Oscar Wilde (1854 – 1900)
Çocukluğu boyunca annesinin ısrarlarıyla kız çocuk kıyafeti giyen Wilde, okul döneminde artık erkeksi sporlardan kaçar, iç dekorasyonla ilgilenir ve okul yatakhanesini tavus kuşu tüyleriyle süslerdi. Zamanla cinsel tercihini saklayamaz hala gelen Wilde, eşcinsel sevgilisine yazdığı mektuplar ortaya çıkınca 2 yıl hapis yatmıştı.
Virginia Woolf (1882 – 1941)
İngiliz feminist yazar Woolf, manik-depresifti. Romanlarının sonlarına yaklaştığında kendi deyimiyle çıldıran Woolf, bir seferinde hastalığının manik döneminde kırk sekiz saat aralıksız konuşmuştu.
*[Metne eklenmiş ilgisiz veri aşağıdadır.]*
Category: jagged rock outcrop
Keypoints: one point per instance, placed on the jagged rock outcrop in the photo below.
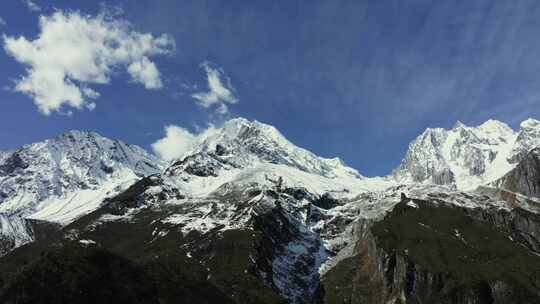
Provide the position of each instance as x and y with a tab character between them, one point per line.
434	252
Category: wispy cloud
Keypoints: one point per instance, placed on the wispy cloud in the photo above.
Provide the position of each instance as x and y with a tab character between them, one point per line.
32	6
74	50
220	90
178	141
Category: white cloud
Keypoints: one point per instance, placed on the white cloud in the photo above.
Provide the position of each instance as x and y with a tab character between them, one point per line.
32	6
144	71
220	90
74	50
178	141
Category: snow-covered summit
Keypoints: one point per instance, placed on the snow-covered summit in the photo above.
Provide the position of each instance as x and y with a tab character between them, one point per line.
467	156
244	142
244	152
56	169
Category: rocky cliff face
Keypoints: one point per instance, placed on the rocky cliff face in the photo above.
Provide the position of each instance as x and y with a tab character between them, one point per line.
435	252
252	218
467	156
63	178
525	177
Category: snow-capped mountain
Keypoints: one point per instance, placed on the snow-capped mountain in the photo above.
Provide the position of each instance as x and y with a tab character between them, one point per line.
467	156
244	152
263	221
60	179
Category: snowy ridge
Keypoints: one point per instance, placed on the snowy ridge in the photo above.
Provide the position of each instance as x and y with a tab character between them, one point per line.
467	156
63	178
244	152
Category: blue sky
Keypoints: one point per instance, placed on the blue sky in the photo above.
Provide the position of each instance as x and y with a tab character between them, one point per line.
354	79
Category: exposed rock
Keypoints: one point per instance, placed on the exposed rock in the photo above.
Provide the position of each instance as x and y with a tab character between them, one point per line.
525	177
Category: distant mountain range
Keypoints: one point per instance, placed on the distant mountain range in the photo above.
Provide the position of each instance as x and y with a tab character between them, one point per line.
248	217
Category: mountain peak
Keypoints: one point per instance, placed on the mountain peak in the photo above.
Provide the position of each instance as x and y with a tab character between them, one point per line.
244	144
530	123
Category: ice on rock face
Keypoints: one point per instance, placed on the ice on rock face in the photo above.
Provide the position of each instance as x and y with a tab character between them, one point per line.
245	152
528	138
57	169
467	156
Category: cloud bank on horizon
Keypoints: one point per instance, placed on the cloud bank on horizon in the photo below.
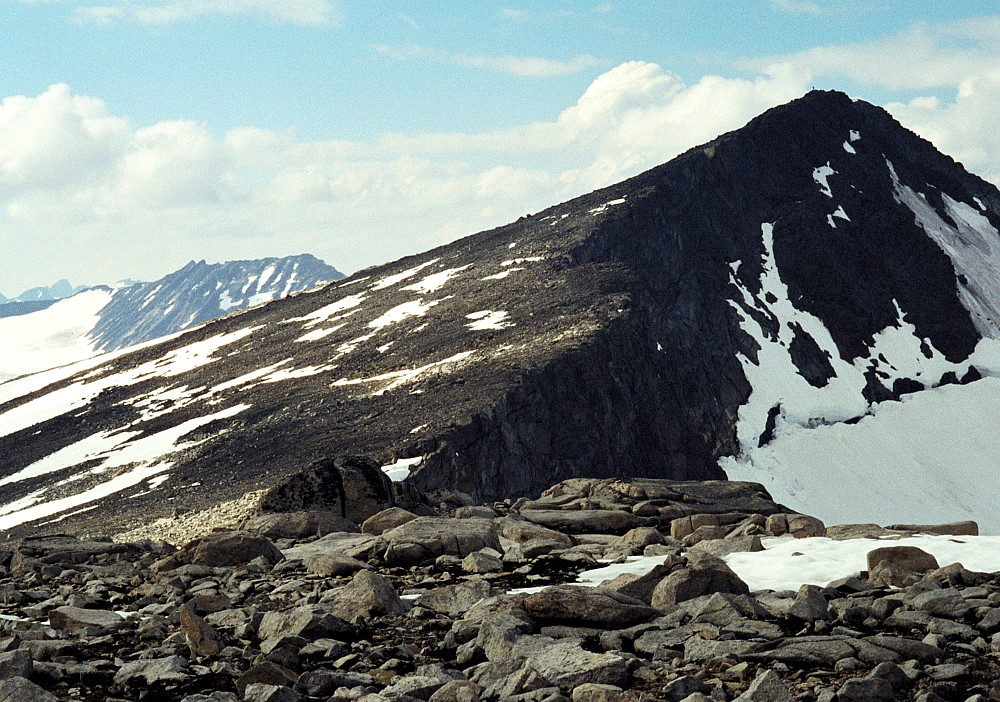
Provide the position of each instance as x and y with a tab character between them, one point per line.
80	185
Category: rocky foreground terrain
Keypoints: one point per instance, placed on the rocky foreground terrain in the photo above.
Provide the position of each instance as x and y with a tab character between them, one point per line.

Kız kardeşinin resim yaparken ayakta durmasından etkilenen Woolf, bundan itibaren tüm yazılarını ayakta yazmıştı. Tercihi kadınlar olmasına rağmen bir erkekle evlenen Virginia, eşiyle beraber dünyanın gitgide kötüleştiğine inanıyor, gerektiğinde egzoz dumanı soluyarak çabucak ölebilmeleri için garajda fazladan benzin bulunduruyorlardı.
Franz Kafka (1883 - 1924)
Vasiyetinde yakın arkadaşı Brod'dan birkaç eseri hariç tüm eserlerini yakmasını isteyen Kafka, arkadaşının onu dinlemeyerek eserlerini yakmayıp yayınlatmasıyla öldükten sonra üne kavuştu.
John Ronald Reuel Tolkien (1892 – 1973)
Yüzüklerin Efendisi, Hobbit gibi fantastik başyapıtların yazarı Tolkien, kendisinin de bir Hobbit olduğuna inanıyordu. Oxford yolunda diğer araçlara çarpmasıyla da ünlenen Tolkien, diğer sürücüleri pek umursamaz, pervasızca araç sürerdi. Cimriliğiyle de tanınan Tolkien, jilet ve posta puluna kadar yaptığı tüm harcamaların sıkı hesabını tutar, vergi ödemelerinde ise iyice pintileşirdi.
Ernest Hemingway (1899 - 1961)
Hemingway'in annesi, büyük kızına eşlik edecek bir kız çocuğunu öylesine istiyormuş ki; çocukluğunda Hemingway'e kız giysileri giydirir, saçlarını kız gibi kestirir ve çevreye de kızı olarak tanıtırmış.